Canceling Operations with Dependencies.

Concurrent hard is programming.

Context

I have to implement a long-running, multi-step, cancelable task. For simplicity, let’s assume there are 3 steps. Cancellation might be requested by the user, or by the task itself – to abort early in case an error occurs.

Obviously, this task cannot be run on the main thread, so I’ll have to run it on some kind of background queue.

Implementation

I generally use Dispatch for this kind of problem, but there’s no support for cancellation and handling that manually sounds… inconvenient.

So I choose OperationQueue (a.k.a. NSOperationQueue), which supports cancellation. Each step of the task can be modeled as a single Operation.

OperationQueue, concurrent at heart, can be made serial by setting its maxConcurrentOperationCount property to 1. It, however, makes no guarantee that the operations will be executed in the order in which they are provided to the queue.

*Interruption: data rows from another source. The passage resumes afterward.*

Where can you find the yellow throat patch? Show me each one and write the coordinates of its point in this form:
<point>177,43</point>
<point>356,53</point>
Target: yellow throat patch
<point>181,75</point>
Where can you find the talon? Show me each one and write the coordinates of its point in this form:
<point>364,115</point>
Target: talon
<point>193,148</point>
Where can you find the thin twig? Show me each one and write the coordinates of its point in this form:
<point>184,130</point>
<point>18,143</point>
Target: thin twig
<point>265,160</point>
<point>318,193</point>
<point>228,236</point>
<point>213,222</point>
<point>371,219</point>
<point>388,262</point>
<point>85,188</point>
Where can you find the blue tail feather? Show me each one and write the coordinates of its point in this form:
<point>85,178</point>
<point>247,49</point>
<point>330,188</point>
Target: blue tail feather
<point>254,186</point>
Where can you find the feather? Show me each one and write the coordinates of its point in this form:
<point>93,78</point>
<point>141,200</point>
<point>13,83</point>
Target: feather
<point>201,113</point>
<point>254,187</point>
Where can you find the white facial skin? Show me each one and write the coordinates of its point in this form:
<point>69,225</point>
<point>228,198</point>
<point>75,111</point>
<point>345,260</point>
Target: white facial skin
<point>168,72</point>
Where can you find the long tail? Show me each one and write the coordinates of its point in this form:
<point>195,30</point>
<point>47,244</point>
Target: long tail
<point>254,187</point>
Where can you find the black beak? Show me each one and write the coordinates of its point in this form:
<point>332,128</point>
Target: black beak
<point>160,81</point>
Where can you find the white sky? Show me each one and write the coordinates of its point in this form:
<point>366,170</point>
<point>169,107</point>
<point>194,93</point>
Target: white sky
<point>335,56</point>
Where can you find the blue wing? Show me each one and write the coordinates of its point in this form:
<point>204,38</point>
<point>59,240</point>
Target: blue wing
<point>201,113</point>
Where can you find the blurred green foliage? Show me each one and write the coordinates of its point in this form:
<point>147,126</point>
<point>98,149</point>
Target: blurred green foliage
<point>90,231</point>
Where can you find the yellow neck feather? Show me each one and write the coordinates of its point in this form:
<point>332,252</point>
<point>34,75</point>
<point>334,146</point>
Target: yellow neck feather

To fix that, the docs suggest we create dependencies between the operations to enforce our desired execution order. I create a chain where each step is given a dependency on the previous. This way, the only step that is ready to execute at any given time, as it has no unsatisfied dependencies, is the first one.

let queue = OperationQueue()
queue.maxConcurrentOperationCount = 1

let operations: [Operation] = [step1, step2, step3]

step3.addDependency(step2)
step2.addDependency(step1)

queue.addOperations(allOperations, waitUntilFinished: true)

And because each of the steps implements its own cancellation correctly, all I need to do to cancel the entire multi-step task is:

queue.cancelAllOperations()

…right?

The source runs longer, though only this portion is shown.